1941 was a prolific year for penny production, with a total number of 1,108,078,000 wheat pennies minted.

Three locations were responsible for minting these pennies: Philadelphia, San Francisco, and Denver. Philadelphia minted the most, with 887,018,000 coins minted. Denver is next with 128,700,000. Last is San Francisco, which minted 92,360,000 coins.

Compositionally, the 1941 penny is standard for wheat pennies: 95% copper and 5% tin and zinc. The diameter of 19mm and the mass of 3.11 grams are also standard for the series.

Design-wise, the 1941 coin is consistent with wheat pennies minted after 1918, meaning that Brenner’s initials are struck on the bottom slope of Lincoln’s shoulder on the obverse.

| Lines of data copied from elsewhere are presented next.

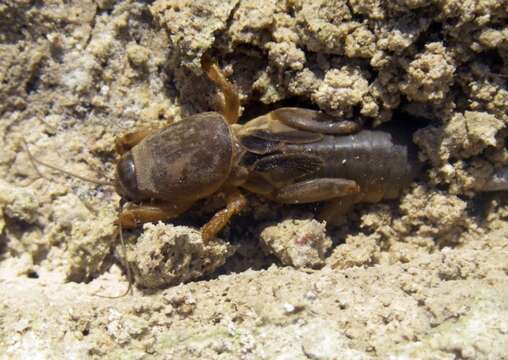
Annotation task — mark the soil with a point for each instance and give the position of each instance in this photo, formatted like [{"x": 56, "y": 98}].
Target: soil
[{"x": 420, "y": 277}]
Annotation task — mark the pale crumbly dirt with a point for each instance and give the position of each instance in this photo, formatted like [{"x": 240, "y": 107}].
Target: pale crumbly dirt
[{"x": 421, "y": 277}]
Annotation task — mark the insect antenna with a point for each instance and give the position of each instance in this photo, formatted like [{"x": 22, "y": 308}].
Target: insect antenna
[{"x": 36, "y": 161}]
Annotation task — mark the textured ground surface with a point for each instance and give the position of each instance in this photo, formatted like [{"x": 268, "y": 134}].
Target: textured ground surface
[{"x": 421, "y": 277}]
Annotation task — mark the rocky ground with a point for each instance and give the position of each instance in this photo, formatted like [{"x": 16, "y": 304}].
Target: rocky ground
[{"x": 422, "y": 277}]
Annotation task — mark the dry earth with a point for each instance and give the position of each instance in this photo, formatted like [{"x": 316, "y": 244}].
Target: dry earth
[{"x": 423, "y": 277}]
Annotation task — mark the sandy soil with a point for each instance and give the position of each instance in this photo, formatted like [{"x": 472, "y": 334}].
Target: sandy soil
[{"x": 422, "y": 277}]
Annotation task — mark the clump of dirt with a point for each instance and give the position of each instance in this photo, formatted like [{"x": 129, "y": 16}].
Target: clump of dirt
[
  {"x": 166, "y": 255},
  {"x": 297, "y": 243},
  {"x": 423, "y": 276}
]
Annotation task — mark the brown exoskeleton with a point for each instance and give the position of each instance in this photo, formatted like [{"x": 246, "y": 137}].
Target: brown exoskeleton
[{"x": 289, "y": 155}]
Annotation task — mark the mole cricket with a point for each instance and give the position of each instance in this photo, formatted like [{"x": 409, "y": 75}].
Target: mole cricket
[{"x": 289, "y": 155}]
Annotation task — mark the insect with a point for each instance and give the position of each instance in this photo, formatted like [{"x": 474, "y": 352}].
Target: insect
[{"x": 289, "y": 155}]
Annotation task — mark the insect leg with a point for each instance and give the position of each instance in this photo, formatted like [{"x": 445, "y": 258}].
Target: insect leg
[
  {"x": 231, "y": 109},
  {"x": 235, "y": 202},
  {"x": 132, "y": 217},
  {"x": 128, "y": 141},
  {"x": 334, "y": 210},
  {"x": 314, "y": 121},
  {"x": 316, "y": 190}
]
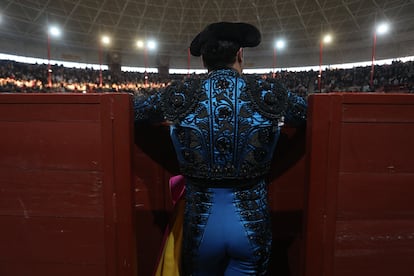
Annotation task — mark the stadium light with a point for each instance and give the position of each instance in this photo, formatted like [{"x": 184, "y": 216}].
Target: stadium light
[
  {"x": 279, "y": 44},
  {"x": 105, "y": 40},
  {"x": 325, "y": 40},
  {"x": 151, "y": 45},
  {"x": 53, "y": 31},
  {"x": 380, "y": 29},
  {"x": 146, "y": 45}
]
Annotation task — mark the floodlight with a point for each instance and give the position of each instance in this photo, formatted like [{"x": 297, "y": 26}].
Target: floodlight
[
  {"x": 151, "y": 44},
  {"x": 106, "y": 40},
  {"x": 382, "y": 28},
  {"x": 280, "y": 44},
  {"x": 140, "y": 44},
  {"x": 327, "y": 39},
  {"x": 54, "y": 31}
]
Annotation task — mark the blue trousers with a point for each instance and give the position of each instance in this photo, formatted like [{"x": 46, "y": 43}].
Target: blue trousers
[{"x": 226, "y": 231}]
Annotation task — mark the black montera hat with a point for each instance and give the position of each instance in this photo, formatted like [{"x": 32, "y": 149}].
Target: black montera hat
[{"x": 244, "y": 34}]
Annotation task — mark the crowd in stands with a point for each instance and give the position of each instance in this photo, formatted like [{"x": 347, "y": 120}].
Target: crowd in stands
[{"x": 33, "y": 78}]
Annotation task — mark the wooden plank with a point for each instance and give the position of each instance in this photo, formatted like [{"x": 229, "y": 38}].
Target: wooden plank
[
  {"x": 123, "y": 185},
  {"x": 375, "y": 196},
  {"x": 28, "y": 112},
  {"x": 381, "y": 148},
  {"x": 30, "y": 193},
  {"x": 317, "y": 162},
  {"x": 50, "y": 145},
  {"x": 375, "y": 247},
  {"x": 46, "y": 269},
  {"x": 52, "y": 240},
  {"x": 378, "y": 113}
]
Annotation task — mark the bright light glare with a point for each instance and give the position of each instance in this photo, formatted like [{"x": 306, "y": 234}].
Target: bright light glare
[
  {"x": 54, "y": 31},
  {"x": 140, "y": 44},
  {"x": 382, "y": 28},
  {"x": 151, "y": 44},
  {"x": 327, "y": 38},
  {"x": 280, "y": 44},
  {"x": 106, "y": 40}
]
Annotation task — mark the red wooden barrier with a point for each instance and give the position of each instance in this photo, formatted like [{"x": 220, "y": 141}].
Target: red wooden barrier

Valuing the 1941 Wheat Penny

Because over a billion wheat pennies were minted in 1941, they are quite common. Indeed, it is not very surprising to find them in pocket change from time to time.

The value of 1941 wheat pennies is thus generally low, although higher grades can still be worth a fair amount of money.

All copper coins are divided into three colors: brown, red and brown, and red. Red is the most desired, but for most varieties of 1941 wheat pennies, color does not make much difference in value.

For Philadelphia mintings (no mint mark present), Good to Very Fine grade coins are worth between $0.15 and $0.30. This increases to $0.61 in Extremely Fine, $1.50 in About Uncirculated, around $2 in Uncirculated (MS-60), and $4.08 in Uncirculated (MS-63). Proofs may be worth over $40.

San Francisco and Denver mintings are worth a bit more in grades above Fine, as they are rarer than Philadelphia coins. Very Fine S and D coins are worth $0.50, and Extremely Fine grades are worth around $1. The value increases to $4 in Uncirculated (MS-60) and $6 in Uncirculated (MS-63).

The most valuable variety of the 1941 wheat penny by far is one in which the obverse face has been struck twice, an error known as a doubled die. Depending on the color (red being worth the most), lower grades of this coin can be worth over $80, and this increases dramatically in higher grades.

MS-60 doubled die varieties are worth $500. This increases to $600 in MS-64, $1,350 in MS-65, and $3,250 in MS-66!